# fermenters and carboys



## BjornBee (Feb 7, 2003)

I bought a kit to start my meadmaking. It came with a 6.5 gallon plastic bucket fermenter and two glass 5 gallon carboys.

So wanting to keep it the same, I bought a few more 6.5 fermenters and a few more carboys. And I need more.

I have a unlimited supply of plastic food grade buckets. (5 gallon) I bought the airlock little gasket rings to use after drilling a hole in the bucket lids so I can adjust my recipes and use 5 gallon batches.

Must carboys be glass? Can I just use buckets for the racks from the fermenter? I see the advantage when racking from a glass carboy and seeing the clarity and where the bottom is, etc.

But from a quality standpoint, is there any disadvantages to using all buckets? It sure would save from buying additional glass carboys.

Thank you.


----------



## Ben Brewcat (Oct 27, 2004)

Two main complaints with plastic: over time they pick up small (sometimes not visible) scratches that make effective sanitation virtually impossible, though careful attention to cleaning with non-abrasive methods like soapy washcloth, not touching the inside with implements, etc. can help, and 2) plastic is permeable to oxygen, whereas glass is not, so extended aging is best done in glass (carboy or bottle).


----------



## spunky (Nov 14, 2006)

Ben Brewcat said:


> Two main complaints with plastic: over time they pick up small (sometimes not visible) scratches that make effective sanitation virtually impossible, though careful attention to cleaning with non-abrasive methods like soapy washcloth, not touching the inside with implements, etc. can help, and 2) plastic is permeable to oxygen, whereas glass is not, so extended aging is best done in glass (carboy or bottle).

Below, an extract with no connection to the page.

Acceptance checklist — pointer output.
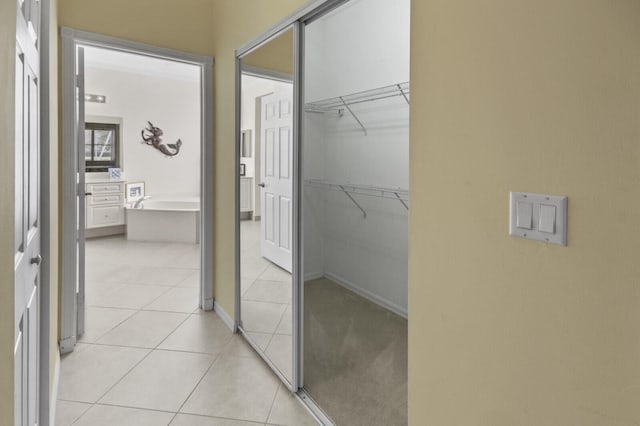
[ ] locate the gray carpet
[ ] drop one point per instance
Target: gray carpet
(355, 357)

Ditto; my plastic bucket is on year 15 and still going strong
. I finish everything ,including beer, in glass


----------



## MapMan (May 24, 2007)

As previously stated, glass is best. If you need more space, get some 6.5 gallon carboys, or move on up to a 15 gallon demi-john. Just don't plan on moving it very often, or for long distances.

MM


----------